Controversy over the debt has spawned a host of lawsuits and legal actions as county officials, regulators and people involved in the transactions seek to assign responsibility and negotiate its consequences.

Following is a list of some of the most significant lawsuits over the county's debt and a brief explanation of why each case matters:

LARRY LANGFORD - The former mayor of Birmingham was sentenced to a 15-year prison term March 5 after conviction in federal court in October on 60 counts of fraud, corruption and bribery. Charges related to his tenure as president of Jefferson County Commission from 2002-2007 when the county ran up the sewer debt.

Langford's conviction along with that of lobbyist Al LaPierre and investment banker William Blount, both of whom pleaded guilty, establishes that corruption played a part in the initial debt. It also shed light on transactions between the three men and representatives of major creditor banks.

Blount and LaPierre were sentenced to four-year prison terms.

SEC SUIT - The U.S. Securities and Exchange Commission settled with J.P.Morgan Securities Inc in December for more than $720 million over unlawful payments in the bond financing.

The bank said it would forfeit $647 million claimed from the county in unpaid swap termination fees as well as pay a $25 million penalty and $50 million to the county.
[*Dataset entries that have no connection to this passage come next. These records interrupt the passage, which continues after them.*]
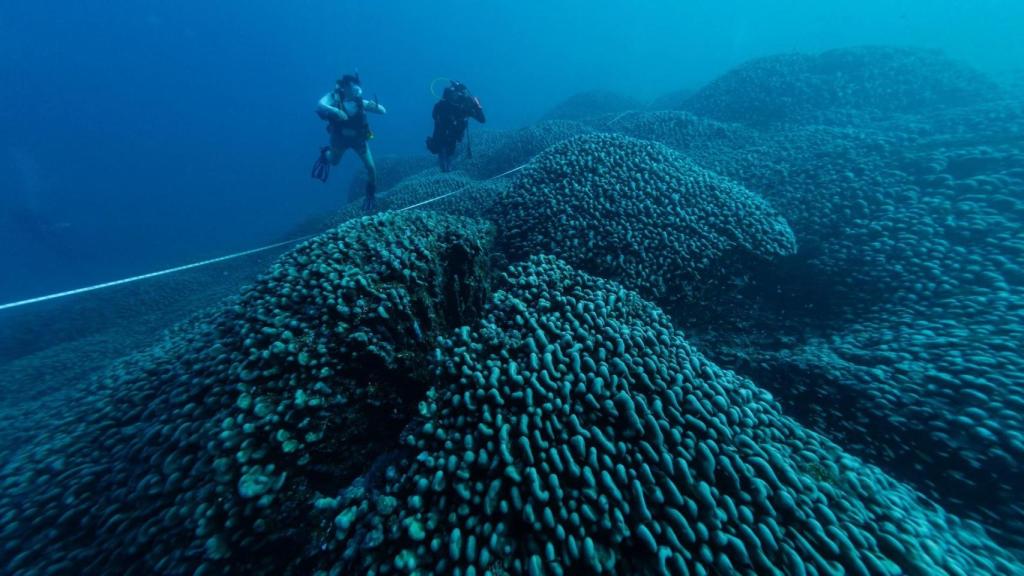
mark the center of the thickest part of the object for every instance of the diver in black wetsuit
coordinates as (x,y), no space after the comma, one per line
(345,112)
(452,115)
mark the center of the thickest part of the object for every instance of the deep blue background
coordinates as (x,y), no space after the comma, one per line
(145,133)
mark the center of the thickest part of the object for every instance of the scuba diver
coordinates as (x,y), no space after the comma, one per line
(451,121)
(345,113)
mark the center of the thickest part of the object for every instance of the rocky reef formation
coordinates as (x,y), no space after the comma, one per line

The SEC also charged two former managing directors of JP Morgan Securities, Charles LeCroy and Douglas MacFaddin, with more than $8 million in undisclosed payments to close friends of certain Jefferson County commissioners.

OCCUPATIONAL TAX SUIT - The Jefferson County tax was found to be unconstitutional, following a class action lawsuit file by a county resident, and county court Judge David Rains ordered Jefferson to repay taxpayers $48 million.

The county has appealed to the state Supreme Court to challenge the figure.

JEFFERSON COUNTY SUIT - The county in December sued JPMorgan Securities and JPMorgan Chase for punitive damages and compensation over the accumulation of its debt.

It also sued Langford, LaPierre and Blount as well as LeCroy and MacFaddin and as many as 50 unnamed parties.

The suit claims the parties conspired to profit with interest rate swaps to the detriment of the county.

JEFFERSON COUNTY RECEIVER - A federal judge in Alabama told Bank of New York Mellon last June to refile in state court a suit aimed at forcing the appointment of a receiver to manage the revenue from Jefferson County's sewer system.

The county filed a motion in state court in December seeking to get the bank's new lawsuit dismissed, but Judge Albert Johnson on December 31 denied the motion, allowing the suit to continue.

Creditors want a receiver who could raise rates and would determine the extent to which revenue is used to repay debt. The county is resisting that legal structure.